Part of why Halliwell is so excited about ergothioneine is that it represents a different approach to ageing research. Instead of trying to find a drug that fights one specific pathway or disease, they've identified a fundamental compound that your body already knows how to use, distributed by machinery that's already in place, affecting multiple systems simultaneously.
"The diet-derived compound ergothioneine is very important for maintenance of normal brain function," he concluded. "And low levels of it predispose humans to significantly increased risk of neurodegeneration and other age-related diseases."
What Happens Next
The longevity field is starting to pay attention. Research groups are now studying ergothioneine's effects on sleep, depression, Parkinson's disease, stroke, heart health, and macular degeneration.
There's even interest in combining it with other compounds to see if there are synergistic effects. Ergothioneine plus flavonoids, plus carotenoids, that kind of thing. Though testing all those combinations in humans would be prohibitively expensive, so they'll probably use stem cell models first.
One challenge is that there's huge individual variation in how people absorb and process ergothioneine. Some people with high levels are very efficient at taking it up; others with low levels aren't. There are genetic variations in the OCTN1 transporter that might explain this, though the details aren't worked out yet.
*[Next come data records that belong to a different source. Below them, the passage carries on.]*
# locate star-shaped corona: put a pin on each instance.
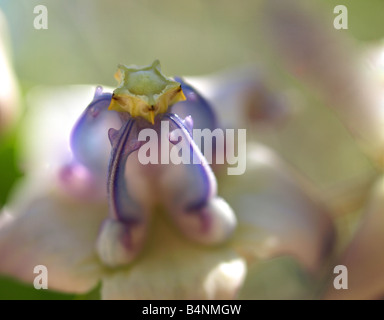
(144, 91)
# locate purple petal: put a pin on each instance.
(89, 139)
(195, 106)
(122, 234)
(189, 192)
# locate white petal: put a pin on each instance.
(276, 214)
(52, 110)
(53, 232)
(172, 267)
(364, 256)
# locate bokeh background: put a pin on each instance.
(85, 41)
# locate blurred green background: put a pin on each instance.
(86, 39)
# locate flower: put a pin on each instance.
(161, 231)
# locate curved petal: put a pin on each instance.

The team is also working on developing rapid blood tests to measure ergothioneine levels, because regardless of the mechanism, if you have low ergothioneine, you're going to have problems down the road.
Healthy Longevity
Yes, eat your mushrooms. Yes, let's do the science and figure out optimal ergothioneine levels. But also, maybe the goal isn't to live forever or look 25 when you're 75.
The goal is to maintain what Halliwell and his colleagues call "healthy longevity", to be one of those centenarians who's clinically fine, living their life without major illness bothering them, and then one day they just don't wake up.
As opposed to the current norm where the last 10 years of life are spent increasingly sick and declining.
And maybe this forgotten mushroom molecule is part of how we do that.
Professor Barry Halliwell's research on ergothioneine is ongoing. His book "Free Radicals in Biology and Medicine" is in its fifth edition and has been cited over 36,000 times. He was named a Citation Laureate in 2021 and is recognized as a researcher of Nobel class by Clarivate.